Draw the ER diagram for the database.
Is the following ERD correct?
Is it possible that a group has zero Artworks?
Is it possible that the Artist didn't produce any artwork but still sits in the database?

1) You used ID as a PK in Artist and Artwork. This is a good thing as the use of an unique name (as requested in the business model) is wrong: after all, two pieces of art or two artists may bear the same name. However, you did respect the business model for the Customer entity whose PK is Name.
You can choose to make a good ERD and use ID as a surrogate PK for Artwork, Artist, and Customer; or respect the business model you were given and use Name as a PK for these three entities. Personally, I'd go with the former.
The following two questions can't be answered given the business model only; the answers below reflect the cardinality in the specific ERD you designed.
2) Yes, because according to the ERD a Group includes from 0 to N Artworks;
3) Yes, because according to the ERD although an Artist makes from 1 to N Artworks (and therefore there wouldn't be the need to insert an Artist in the database if he didn't do any Artwork) there is still a relationship between Customer and Artist in the sense that a Customer likes from 1 to N Artists.
Therefore an Artist can be in the database even if he didn't produce any Artwork (yet), provided that he is liked by at least one Customer. If an Artist didn't do any Artwork and is not liked by any Customer, he won't be in the database.

Missing some context information here, especialy some cadinality information. Pay attention to yourself asking questions about the context:
Is it possible that a group has zero Artworks?
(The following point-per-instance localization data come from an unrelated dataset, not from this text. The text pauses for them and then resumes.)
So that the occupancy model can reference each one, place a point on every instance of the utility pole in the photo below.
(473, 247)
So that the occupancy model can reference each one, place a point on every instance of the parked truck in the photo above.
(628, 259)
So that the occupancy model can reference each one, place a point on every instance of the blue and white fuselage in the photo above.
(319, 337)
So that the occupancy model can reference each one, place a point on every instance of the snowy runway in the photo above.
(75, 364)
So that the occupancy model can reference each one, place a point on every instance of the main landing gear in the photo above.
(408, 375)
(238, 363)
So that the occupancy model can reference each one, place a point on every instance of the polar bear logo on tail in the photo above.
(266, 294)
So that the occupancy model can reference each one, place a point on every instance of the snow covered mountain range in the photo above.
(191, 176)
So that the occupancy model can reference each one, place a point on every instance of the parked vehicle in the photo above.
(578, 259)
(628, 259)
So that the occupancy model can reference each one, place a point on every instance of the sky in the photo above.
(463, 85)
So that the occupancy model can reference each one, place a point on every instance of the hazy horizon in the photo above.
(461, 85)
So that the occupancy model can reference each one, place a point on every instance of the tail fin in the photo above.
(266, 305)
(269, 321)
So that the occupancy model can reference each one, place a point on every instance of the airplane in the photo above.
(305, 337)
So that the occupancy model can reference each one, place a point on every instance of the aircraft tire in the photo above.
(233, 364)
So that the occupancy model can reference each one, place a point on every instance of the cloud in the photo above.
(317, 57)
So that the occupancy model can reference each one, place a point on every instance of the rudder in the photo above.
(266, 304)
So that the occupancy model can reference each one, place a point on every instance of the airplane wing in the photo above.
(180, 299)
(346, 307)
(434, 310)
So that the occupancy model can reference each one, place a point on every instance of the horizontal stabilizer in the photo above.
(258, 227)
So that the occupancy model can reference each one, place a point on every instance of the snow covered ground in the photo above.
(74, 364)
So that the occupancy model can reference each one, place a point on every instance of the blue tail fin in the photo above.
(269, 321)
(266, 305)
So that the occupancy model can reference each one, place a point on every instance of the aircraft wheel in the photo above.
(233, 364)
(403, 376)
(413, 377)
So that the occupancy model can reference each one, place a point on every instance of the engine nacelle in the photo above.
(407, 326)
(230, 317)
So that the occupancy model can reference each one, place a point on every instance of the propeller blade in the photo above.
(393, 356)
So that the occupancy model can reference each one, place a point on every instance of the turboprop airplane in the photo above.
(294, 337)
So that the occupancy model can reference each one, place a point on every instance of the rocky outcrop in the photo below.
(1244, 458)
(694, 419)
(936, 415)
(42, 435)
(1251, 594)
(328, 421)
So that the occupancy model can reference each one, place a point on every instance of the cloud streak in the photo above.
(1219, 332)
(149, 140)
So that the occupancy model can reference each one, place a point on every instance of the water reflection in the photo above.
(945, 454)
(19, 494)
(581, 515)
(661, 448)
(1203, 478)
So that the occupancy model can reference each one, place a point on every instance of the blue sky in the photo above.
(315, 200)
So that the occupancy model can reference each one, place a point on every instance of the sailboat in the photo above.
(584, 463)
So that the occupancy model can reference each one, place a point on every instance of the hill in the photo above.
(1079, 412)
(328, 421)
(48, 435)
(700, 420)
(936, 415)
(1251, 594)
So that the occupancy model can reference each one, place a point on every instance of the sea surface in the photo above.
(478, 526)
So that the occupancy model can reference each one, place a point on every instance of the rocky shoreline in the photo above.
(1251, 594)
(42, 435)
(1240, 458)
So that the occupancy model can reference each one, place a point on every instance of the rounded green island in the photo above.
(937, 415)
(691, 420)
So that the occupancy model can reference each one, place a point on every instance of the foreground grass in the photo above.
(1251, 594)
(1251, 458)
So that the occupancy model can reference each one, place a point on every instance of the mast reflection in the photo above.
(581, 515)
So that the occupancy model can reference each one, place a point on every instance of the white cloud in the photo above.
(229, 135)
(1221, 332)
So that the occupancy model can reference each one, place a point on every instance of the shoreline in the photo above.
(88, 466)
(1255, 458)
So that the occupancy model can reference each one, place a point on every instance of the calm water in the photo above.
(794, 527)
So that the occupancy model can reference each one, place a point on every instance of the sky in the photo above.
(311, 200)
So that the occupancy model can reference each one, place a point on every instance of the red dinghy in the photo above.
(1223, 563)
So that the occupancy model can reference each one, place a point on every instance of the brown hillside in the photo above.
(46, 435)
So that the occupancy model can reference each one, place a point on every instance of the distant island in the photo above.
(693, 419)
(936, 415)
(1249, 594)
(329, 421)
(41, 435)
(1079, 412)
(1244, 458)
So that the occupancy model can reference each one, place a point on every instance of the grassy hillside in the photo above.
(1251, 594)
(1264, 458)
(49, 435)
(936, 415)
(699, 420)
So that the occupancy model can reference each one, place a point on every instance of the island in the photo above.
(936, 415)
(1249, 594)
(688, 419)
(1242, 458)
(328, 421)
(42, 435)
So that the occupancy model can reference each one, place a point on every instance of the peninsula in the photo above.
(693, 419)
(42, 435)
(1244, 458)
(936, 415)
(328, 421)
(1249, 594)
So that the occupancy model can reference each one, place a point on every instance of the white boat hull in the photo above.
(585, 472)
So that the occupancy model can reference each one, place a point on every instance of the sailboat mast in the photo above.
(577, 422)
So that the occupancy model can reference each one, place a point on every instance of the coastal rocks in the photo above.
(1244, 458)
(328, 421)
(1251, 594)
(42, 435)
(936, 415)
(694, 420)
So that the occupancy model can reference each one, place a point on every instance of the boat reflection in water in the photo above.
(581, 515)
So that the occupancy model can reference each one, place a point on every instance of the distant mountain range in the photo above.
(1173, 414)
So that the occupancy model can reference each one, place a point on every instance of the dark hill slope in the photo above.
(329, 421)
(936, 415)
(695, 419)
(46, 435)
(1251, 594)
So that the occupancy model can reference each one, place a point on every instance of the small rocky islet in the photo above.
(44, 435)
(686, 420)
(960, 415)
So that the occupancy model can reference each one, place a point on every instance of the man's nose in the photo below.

Is it possible that the Artist didn't produce any artwork but still
sits in the database?
This information should be given by you (or by the presenting problem). If this is a work of your course or your college, your instructor needs to better explain the present context. If you are already working as a DBA or data modeler, please look for more information about this problem. It's almost indescribable the importance of a context in the development of an ER-Diagram. Keep this in mind: Without a well-defined context, the problem (the situation) is uncertain, and so is missing information to complete the reflection of a real-world situation. In short:
No complete context, no diagram (without a diagram, there is no system!).
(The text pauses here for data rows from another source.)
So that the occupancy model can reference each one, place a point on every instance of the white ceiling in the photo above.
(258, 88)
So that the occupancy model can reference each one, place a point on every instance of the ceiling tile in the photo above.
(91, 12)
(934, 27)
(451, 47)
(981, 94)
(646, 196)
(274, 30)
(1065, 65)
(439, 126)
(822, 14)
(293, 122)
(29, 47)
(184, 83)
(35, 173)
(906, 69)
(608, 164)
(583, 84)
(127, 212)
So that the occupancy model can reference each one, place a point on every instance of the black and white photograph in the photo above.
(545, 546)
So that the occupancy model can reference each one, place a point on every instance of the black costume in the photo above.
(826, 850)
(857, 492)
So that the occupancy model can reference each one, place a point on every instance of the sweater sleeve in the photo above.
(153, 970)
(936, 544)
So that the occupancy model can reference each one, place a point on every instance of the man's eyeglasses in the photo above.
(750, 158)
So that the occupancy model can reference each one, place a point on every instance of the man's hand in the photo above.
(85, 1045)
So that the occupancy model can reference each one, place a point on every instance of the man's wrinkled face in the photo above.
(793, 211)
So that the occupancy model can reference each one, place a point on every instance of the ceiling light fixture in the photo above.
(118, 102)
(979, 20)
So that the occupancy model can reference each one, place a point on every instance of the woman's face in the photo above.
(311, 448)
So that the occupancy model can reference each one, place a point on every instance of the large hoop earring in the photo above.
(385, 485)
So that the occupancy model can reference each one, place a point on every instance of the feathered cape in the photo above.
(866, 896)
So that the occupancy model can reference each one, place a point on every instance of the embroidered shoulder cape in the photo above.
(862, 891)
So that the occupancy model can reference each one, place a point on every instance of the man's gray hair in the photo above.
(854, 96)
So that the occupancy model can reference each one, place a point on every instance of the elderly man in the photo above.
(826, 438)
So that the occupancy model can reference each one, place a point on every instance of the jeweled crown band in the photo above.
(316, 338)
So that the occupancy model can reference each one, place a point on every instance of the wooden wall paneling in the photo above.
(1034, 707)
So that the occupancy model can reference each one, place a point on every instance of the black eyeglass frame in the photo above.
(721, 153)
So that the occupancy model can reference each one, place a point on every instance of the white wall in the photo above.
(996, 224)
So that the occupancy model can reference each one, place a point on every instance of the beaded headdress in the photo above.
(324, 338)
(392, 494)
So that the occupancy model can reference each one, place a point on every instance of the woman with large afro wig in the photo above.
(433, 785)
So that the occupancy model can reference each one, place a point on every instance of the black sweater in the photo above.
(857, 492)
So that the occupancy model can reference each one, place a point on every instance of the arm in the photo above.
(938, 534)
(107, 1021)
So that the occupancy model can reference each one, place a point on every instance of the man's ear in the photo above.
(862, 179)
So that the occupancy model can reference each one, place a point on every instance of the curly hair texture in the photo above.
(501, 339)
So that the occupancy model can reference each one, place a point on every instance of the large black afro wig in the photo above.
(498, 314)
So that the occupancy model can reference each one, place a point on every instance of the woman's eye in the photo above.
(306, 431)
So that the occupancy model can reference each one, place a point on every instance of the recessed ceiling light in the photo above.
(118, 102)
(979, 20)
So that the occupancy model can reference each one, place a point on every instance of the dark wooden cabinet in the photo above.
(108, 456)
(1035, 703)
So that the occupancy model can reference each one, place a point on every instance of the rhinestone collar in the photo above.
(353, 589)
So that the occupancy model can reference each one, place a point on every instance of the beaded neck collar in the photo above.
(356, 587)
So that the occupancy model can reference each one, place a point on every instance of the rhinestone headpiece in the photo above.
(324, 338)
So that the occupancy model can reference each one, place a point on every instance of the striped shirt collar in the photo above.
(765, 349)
I will make this diagram with you step-by-step, but I'll take some assumptions due to lack of information (context) here. I will give my opinion on certain resources used in ER-Diagram, but that does not mean that I'm saying you're layman. I am just showing my thought, which shows how I learned that here in my country. I believe that you are as capable as I am, ok? Well, let's begin...
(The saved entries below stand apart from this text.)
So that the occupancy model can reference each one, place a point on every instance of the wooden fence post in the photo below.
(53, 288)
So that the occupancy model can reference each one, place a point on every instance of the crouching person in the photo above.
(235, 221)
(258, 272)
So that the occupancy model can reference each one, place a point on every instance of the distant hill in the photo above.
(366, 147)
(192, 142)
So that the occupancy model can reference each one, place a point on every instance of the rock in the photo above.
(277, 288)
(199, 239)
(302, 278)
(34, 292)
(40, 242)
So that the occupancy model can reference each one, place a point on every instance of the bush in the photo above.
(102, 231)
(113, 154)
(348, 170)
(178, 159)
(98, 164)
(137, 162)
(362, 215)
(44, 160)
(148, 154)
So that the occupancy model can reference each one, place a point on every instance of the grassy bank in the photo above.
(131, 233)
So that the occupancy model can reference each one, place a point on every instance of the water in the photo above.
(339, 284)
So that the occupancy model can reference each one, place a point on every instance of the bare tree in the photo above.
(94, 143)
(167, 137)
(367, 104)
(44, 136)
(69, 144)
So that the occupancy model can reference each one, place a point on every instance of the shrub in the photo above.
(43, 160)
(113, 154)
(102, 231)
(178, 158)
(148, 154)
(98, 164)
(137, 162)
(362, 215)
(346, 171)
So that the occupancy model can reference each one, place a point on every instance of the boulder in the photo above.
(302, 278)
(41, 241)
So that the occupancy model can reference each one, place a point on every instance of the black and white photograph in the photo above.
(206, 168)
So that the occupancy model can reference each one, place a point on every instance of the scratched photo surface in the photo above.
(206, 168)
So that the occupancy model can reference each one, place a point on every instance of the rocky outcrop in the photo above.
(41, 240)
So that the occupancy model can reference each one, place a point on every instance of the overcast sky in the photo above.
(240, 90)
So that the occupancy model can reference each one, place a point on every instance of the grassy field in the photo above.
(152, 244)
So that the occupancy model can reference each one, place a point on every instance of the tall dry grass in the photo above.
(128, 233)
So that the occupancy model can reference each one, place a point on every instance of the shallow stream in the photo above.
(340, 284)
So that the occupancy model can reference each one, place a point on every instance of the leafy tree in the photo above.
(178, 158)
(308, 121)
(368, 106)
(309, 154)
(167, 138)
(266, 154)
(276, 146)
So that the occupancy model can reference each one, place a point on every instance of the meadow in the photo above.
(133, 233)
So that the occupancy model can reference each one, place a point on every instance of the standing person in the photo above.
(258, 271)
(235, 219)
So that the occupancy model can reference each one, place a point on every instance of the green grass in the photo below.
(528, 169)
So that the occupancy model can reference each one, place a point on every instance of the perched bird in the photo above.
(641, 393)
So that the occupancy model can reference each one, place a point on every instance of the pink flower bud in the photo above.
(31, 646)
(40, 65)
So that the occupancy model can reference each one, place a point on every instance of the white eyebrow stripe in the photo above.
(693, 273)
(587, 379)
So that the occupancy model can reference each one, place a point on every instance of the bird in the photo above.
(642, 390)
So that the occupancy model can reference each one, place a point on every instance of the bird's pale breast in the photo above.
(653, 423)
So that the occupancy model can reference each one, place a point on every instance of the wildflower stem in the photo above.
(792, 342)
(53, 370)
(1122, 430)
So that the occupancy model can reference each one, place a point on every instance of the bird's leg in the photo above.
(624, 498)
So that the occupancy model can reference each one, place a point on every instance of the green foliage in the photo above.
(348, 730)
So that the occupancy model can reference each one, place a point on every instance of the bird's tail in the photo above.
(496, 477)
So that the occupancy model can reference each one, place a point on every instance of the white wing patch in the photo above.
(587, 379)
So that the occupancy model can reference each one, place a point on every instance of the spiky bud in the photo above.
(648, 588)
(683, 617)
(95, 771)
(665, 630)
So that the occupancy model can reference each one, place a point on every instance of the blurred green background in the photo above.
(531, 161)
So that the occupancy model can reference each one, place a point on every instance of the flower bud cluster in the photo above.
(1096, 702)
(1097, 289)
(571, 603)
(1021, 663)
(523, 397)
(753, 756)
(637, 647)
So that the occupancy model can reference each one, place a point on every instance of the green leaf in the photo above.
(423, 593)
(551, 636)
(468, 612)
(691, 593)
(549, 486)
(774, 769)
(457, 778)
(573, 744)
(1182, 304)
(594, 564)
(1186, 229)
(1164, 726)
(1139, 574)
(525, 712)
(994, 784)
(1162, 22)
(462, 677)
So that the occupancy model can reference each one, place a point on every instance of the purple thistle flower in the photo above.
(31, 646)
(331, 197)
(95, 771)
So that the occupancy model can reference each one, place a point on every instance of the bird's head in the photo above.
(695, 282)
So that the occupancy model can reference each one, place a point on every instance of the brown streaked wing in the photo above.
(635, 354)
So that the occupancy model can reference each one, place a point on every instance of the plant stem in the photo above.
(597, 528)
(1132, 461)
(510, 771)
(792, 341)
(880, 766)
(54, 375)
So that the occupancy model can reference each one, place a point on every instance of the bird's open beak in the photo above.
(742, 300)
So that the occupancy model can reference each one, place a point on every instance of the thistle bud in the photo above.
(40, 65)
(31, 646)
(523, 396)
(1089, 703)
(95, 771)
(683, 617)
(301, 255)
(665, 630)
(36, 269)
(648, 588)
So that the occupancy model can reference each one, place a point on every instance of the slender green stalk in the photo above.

Entities in ER-Diagram are defined when we have attributes / properties. According to your description, we can see immediately 3 entities here:
Customers
Artists
Artworks
Relationships exists to express links between entities. The most obvious relationship here is between Artists and Artworks, Don't you agree?
For each piece of artwork, the artist...
In accordance with the context revealed, all artwork has a unique artist (always), but it is uncertain if an artist always has one, multiple, or zero artworks. I SUPPOSE that an artist can have many or no artwork. That being said, we see that artists to artworks have a cardinality 0 to N, because, again, an artist may have made several or no artwork at all.
So far we have defined three entities, and linked two of them. Let's continue...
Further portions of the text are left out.